In this context, we demonstrate that XML path summaries are useful tools for access path selection, and establish efficient algorithms for building and exploiting them. This leads to very efficient processing when used in conjunction with a path-partitioned store, in particular much better than if tag partitioning is used. Furthermore, we devise an efficient method for complex tree reconstruction, with much lower memory needs than existing alternatives. Our algorithms are implemented in the XSum Java library [6].


Path Summaries and Path Partitioning

Path summaries The path summary $PS(D)$ of an XML document $D$ is a tree, having exactly one node for every path in the document $D$ (see Figure 1). Moreover, for any summary nodes $x$, $y$ such that $y$ is a child of $x$, we record on the edge $x$-$y$ whether every node on path $x$ has exactly one child on path $y$ (edge $x$-$y$ labeled 1), or at least one child on path $y$ (edge $x$-$y$ labeled +).

We have established experimentally that path summaries are generally very small (3 to 6 orders of magnitude smaller than the documents), however, exploiting them may still be challenging, unless carefully designed algorithms are used [2]. A path summary is built in $O(N)$ time, using $O(\vert PS\vert)$ memory [3]. Our implementation gathers 1 and + labels during summary construction, in $O(N+\vert PS\vert)$ time and $O(\vert PS\vert)$ memory.

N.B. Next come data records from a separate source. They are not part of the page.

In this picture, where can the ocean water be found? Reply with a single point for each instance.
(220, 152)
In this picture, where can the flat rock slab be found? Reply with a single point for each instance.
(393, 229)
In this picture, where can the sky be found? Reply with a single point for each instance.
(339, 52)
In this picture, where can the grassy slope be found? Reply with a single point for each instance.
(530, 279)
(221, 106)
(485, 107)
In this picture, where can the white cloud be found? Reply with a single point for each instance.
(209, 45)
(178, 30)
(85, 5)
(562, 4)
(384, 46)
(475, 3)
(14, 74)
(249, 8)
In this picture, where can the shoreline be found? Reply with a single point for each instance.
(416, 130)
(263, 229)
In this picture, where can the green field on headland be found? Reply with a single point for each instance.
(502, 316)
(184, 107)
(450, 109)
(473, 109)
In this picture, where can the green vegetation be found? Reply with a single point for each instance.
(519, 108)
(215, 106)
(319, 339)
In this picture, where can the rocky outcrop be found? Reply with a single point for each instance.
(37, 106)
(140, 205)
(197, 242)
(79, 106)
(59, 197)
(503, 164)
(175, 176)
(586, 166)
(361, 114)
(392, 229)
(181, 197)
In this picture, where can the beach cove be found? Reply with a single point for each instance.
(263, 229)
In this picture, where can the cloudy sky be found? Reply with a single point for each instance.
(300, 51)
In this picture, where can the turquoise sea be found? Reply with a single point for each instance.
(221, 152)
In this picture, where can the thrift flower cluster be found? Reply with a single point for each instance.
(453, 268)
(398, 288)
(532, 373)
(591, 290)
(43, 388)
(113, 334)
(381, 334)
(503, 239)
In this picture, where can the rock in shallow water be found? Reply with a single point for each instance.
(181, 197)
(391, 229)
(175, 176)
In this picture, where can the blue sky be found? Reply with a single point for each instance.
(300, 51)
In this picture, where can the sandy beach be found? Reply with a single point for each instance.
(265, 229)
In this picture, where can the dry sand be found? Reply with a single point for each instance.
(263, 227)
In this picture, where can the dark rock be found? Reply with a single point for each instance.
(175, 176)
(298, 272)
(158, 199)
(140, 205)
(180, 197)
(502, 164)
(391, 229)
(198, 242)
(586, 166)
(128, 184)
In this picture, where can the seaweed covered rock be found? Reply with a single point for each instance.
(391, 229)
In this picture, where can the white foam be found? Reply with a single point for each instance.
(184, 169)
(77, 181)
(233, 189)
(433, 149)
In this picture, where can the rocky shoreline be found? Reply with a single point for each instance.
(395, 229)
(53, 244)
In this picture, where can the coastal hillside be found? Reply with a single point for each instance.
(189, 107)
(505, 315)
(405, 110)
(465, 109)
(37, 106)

Figure 1: XMark document snippet, its path summary, and some resulting path-partitioned storage structures.
\includegraphics[width=\columnwidth]{FIGURES/DG-petit.eps}

Path-partitioned storage model Structural identifiers are assigned to each element in an XML document. A direct comparison of two structural identifiers suffices to decide whether the corresponding elements are structurally related (one is a parent or ancestor of the other) or not. A very popular such scheme consists of assigning (pre,post,depth) numbers to every node [1]. The pre number corresponds to the positional number of the element's begin tag, and the post number corresponds to the number of its end tag in the document. For example, Figure 1(a) depicts (pre,post) IDs next to the elements. The depth number reflects node depth in the document tree (omitted in Figure 1 to avoid clutter).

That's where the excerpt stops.